Urdu’s classical poets, such as Insha Allah Khan Insha, Mir Taqi Mir and Mirza Sauda, were employed by aristocracy and many had to migrate to Lucknow and seek the support from the nawabs once Delhi’s rulers were no more able to support them financially. Writing did not pay well in those days too, unless one was appointed as poet laureate like Zauq, for instance.

In more recent times, many prose writers, poets and intellectuals had had regular jobs, aside from their literary careers. Shaukat Siddiqi, for instance, worked as a journalist during the night and would write his remarkable novel Khuda Ki Basti during the day. More examples abound.

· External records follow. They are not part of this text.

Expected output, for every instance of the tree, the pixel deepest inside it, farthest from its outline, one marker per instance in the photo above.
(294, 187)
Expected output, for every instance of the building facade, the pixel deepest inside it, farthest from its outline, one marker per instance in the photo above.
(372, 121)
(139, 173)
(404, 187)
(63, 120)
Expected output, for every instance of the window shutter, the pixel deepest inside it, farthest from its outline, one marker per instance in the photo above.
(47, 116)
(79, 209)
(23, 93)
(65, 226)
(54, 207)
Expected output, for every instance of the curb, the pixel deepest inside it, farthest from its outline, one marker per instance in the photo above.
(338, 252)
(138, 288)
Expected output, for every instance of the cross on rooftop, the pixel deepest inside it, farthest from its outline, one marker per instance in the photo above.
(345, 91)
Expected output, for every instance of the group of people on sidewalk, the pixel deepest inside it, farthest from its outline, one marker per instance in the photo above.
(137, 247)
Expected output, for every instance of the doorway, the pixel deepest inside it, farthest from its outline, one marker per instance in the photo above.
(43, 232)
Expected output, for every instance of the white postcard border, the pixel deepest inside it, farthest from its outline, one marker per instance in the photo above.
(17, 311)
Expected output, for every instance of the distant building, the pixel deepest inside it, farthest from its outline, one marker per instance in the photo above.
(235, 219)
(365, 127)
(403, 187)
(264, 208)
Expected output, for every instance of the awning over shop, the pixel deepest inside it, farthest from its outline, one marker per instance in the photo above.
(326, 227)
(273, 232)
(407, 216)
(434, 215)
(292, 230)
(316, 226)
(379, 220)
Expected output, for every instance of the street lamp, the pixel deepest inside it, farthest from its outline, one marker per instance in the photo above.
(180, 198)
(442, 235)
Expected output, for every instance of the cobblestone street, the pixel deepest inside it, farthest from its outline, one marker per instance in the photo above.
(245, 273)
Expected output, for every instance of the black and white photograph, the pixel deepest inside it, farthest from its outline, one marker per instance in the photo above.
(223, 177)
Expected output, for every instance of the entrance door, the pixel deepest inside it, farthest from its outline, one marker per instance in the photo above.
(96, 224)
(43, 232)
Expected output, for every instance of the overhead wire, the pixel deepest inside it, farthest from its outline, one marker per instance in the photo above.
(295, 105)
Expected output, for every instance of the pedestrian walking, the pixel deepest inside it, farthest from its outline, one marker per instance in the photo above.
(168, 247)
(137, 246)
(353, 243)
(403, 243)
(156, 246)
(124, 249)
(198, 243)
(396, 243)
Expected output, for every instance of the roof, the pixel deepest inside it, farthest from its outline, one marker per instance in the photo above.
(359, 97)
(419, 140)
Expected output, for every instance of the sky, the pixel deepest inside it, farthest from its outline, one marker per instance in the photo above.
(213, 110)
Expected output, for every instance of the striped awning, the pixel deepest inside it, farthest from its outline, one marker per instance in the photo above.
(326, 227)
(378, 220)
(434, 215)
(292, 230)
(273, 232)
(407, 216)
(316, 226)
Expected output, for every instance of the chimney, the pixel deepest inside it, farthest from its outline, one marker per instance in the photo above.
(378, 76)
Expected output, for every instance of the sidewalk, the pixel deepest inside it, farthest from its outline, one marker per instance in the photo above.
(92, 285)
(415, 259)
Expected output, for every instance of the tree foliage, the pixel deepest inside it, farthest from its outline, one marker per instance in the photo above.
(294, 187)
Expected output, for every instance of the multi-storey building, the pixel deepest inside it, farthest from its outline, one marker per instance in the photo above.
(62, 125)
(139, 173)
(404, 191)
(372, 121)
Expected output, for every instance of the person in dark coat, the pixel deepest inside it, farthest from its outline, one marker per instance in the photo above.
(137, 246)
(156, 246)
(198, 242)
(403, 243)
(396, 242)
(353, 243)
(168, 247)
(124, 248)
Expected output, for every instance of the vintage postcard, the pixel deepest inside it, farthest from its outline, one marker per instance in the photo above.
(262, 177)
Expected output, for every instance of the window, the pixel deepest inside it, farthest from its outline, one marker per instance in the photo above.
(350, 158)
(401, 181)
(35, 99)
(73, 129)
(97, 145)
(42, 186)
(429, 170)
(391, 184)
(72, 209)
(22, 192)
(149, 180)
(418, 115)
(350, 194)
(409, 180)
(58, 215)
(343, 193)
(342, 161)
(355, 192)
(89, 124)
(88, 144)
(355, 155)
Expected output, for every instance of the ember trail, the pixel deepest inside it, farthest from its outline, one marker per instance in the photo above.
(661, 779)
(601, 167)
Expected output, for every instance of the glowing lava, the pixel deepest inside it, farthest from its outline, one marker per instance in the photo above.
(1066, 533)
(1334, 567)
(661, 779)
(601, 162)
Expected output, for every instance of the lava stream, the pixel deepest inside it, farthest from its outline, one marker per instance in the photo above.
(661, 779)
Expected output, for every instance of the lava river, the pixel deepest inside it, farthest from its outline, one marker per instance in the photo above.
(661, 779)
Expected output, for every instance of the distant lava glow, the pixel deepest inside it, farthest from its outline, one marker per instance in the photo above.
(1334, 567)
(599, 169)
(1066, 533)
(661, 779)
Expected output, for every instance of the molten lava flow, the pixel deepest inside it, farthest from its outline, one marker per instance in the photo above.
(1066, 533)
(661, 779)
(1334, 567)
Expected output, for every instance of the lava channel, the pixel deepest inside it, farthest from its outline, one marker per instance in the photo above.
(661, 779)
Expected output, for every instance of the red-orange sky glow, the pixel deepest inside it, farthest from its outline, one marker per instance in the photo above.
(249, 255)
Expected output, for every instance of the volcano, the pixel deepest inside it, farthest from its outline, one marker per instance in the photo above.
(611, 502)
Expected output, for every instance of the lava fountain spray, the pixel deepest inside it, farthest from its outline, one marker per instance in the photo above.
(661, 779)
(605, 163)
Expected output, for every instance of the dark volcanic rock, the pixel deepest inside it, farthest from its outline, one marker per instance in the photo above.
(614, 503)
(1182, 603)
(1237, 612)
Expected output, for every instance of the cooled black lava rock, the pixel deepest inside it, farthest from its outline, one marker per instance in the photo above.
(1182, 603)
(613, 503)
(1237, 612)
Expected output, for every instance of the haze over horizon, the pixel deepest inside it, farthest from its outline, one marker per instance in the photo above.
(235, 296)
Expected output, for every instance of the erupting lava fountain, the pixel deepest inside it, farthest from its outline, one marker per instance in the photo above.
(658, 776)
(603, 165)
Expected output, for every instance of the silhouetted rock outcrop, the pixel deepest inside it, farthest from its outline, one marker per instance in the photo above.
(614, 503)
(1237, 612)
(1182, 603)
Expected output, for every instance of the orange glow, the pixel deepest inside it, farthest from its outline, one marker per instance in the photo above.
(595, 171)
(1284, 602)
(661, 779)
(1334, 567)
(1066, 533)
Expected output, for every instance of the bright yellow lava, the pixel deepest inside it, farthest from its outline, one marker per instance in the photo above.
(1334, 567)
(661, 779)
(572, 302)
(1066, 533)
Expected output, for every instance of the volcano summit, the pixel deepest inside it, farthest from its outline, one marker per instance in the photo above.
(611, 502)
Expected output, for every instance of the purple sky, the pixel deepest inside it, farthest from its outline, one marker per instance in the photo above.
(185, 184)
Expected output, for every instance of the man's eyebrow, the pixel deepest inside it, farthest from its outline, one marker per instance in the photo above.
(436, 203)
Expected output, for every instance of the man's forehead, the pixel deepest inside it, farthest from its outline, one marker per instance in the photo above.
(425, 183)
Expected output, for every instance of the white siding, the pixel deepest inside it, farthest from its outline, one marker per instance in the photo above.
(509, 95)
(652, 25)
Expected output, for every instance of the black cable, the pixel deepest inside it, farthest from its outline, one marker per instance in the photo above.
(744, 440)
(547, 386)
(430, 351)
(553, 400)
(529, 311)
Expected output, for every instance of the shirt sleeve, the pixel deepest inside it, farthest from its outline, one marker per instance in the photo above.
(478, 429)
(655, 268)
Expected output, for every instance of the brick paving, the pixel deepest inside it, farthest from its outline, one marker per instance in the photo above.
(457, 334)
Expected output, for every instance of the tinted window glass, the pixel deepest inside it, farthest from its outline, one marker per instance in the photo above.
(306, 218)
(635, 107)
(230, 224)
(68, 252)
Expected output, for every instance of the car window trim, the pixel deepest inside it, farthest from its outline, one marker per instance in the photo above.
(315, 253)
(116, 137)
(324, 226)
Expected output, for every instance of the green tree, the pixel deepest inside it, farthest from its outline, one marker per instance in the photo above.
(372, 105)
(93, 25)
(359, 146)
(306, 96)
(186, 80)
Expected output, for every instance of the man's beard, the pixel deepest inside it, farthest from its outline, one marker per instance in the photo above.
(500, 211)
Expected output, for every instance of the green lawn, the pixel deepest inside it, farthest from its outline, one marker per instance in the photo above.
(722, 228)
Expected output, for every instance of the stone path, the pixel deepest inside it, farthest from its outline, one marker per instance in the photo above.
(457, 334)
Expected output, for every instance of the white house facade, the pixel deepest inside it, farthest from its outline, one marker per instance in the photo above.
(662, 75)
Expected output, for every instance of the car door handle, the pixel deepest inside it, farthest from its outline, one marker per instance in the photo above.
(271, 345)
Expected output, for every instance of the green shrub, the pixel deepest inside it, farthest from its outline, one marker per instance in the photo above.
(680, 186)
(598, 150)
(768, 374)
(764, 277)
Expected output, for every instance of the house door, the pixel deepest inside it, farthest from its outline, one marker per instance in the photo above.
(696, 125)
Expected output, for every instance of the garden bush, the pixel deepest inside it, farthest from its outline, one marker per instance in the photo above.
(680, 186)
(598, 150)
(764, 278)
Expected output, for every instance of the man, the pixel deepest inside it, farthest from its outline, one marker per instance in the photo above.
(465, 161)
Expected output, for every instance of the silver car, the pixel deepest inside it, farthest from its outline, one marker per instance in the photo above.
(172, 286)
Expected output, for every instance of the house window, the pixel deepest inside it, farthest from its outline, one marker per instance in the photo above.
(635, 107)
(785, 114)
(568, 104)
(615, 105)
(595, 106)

There have been just a few exceptions, of course. Vazeer Agha was one of them as he never had to do any job, but he had vast tracts of agricultural land in the suburbs of Sargodha and owning land is no crime, though he was sometimes unjustly derided for being a landlord. Mustansar Husain Tarar is known for not having to do anything for a living and he could devote his entire time and energy to writing, but, firstly, he is one of the most read and best-selling authors of Urdu and secondly, as rumour has it, he had inherited an ancestral business. The only true exception was Ibne Safi whose detective Urdu novels sold like proverbial hot cakes.

Aside from these few exceptions, most of the writers had to juggle their literary careers with regular jobs or modest businesses. It seems that even the writers in the west are suffering from the same fate and they feel that writing is for the rich and only well-off persons can afford to have a demanding activity like writing as a hobby. Perhaps common folks like you and me simply can’t afford to be a writer, after all.

Vanity publishing is not something new to Urdu either. But during the last two decades or so, much of Urdu publishing has become vanity or “semi-subsidised” publishing, wherein if a writer wishes to have their book published they are asked to either pay for the cost of printing or buy a certain number of copies once the work is printed.

Keeping in mind the ever-increasing price of paper and printing material, one feels only rich can afford to get a book published these days. So writing is fast becoming a rich person’s hobby.